Now in the course of some observations upon the spectra of the fixed stars by Dr. Huggins, it occurred to that gentleman to turn his telescope, armed with a spectroscope, upon some of the brighter of the nebulæ, and great was his surprise to find that instead of yielding continuous spectra, as they must have done had their light been made up of that of a multitude of stars, they gave spectra containing only two or three isolated bright lines; such a spectrum could only be produced by some luminous gas or vapour, and of this form of matter we are now justified in declaring, upon the strength of numerous modern observations, these remarkable bodies are composed; and it is a curious and interesting fact that some of the nebulæ styled resolvable, from the fact of their exhibiting points of light like stars, yield these gaseous spectra, whence Dr. Huggins concludes that the brighter points taken for stars are in reality nuclei of greater condensation of the nebular matter: and so the fact of the apparent resolvability of a nebula affords no positive proof of its non-nebulous character.
These observations—which have been fully confirmed by Father Secchi of the Roman College—by destroying the evidence in favour of nebulæ being remote clusters, add another attestation to the probability of the truth of the nebular hypothesis, and we have now the confutation of the luminologist to add to that of the astronomers who, in the person of the illustrious Arago, asserted that the ideas of the great author of the “Mécanique Céleste” “were those only which by their grandeur, their coherence, and their mathematical character could be truly considered as forming a physical cosmogony.”

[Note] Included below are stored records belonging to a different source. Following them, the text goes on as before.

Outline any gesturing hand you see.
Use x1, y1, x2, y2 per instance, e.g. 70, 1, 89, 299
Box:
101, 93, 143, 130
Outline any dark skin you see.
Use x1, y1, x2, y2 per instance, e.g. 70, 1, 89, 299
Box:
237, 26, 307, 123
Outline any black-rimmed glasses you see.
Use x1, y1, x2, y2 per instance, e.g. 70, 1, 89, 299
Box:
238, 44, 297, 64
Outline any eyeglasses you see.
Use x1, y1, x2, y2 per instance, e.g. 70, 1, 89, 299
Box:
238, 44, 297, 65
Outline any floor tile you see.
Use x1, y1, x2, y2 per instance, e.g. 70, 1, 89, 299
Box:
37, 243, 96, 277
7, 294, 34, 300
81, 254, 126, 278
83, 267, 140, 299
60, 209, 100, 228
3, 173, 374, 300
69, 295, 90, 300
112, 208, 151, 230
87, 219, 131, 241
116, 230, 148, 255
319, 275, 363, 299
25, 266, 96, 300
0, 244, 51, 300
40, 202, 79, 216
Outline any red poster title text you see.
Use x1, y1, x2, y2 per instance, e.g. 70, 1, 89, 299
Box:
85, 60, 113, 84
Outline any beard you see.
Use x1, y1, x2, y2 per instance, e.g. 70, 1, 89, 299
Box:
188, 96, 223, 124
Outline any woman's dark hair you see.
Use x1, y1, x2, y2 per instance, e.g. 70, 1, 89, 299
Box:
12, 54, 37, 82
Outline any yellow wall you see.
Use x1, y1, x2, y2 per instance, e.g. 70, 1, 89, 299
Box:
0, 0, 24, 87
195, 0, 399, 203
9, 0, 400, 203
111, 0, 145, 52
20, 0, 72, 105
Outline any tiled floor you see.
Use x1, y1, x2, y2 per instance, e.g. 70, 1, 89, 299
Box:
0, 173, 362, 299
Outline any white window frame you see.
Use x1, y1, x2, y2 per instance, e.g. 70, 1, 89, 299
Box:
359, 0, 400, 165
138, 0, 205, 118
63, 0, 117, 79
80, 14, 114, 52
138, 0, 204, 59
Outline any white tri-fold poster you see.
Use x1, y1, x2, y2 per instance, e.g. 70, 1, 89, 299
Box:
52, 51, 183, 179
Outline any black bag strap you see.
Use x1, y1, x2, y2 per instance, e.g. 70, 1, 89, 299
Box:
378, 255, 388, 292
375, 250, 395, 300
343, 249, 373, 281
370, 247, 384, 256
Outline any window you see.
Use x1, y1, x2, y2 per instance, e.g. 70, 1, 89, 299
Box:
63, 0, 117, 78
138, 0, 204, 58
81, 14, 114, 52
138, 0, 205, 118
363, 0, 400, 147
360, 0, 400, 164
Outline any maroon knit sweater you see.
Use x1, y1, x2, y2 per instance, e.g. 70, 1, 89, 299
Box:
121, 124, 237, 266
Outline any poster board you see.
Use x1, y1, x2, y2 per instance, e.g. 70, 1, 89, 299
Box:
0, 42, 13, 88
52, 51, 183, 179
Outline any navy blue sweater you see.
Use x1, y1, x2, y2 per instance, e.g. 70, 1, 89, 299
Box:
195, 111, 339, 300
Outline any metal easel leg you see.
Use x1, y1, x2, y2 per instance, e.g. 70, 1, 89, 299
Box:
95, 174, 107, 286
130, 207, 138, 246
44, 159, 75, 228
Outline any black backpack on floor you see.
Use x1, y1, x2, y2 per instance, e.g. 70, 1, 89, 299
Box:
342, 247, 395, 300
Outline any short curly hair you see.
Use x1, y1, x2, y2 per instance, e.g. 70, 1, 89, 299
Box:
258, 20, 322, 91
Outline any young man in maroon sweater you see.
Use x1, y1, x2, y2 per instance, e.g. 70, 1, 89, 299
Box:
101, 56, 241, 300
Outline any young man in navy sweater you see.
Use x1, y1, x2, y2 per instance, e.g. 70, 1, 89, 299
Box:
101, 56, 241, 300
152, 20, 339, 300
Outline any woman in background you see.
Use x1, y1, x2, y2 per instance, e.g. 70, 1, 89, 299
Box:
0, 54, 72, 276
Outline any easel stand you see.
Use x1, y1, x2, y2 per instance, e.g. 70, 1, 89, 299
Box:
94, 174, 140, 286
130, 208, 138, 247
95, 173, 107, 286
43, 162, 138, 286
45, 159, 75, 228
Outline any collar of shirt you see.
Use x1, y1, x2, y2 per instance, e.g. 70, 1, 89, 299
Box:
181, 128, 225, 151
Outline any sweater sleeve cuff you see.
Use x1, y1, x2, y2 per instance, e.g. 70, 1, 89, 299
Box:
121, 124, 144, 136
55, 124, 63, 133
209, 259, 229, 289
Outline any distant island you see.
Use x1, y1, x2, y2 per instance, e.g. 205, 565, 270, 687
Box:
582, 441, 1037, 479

Confining, then, our attention to the single object of the universe it is our task to treat of—the Moon—and without asserting as an indisputable fact that which we can never hope to know otherwise than by inference and analogy, we may assume that that body once existed in the form of a vast mass of diffused or attenuated matter, and that, by the action of gravitation upon the particles of that matter, it was condensed into a comparatively small and compact planetary body.
But while the process of condensation or compaction was going on, another important law of nature—but recently unfolded to our knowledge—was in powerful operation, the discussion of which law we reserve for a separate Chapter.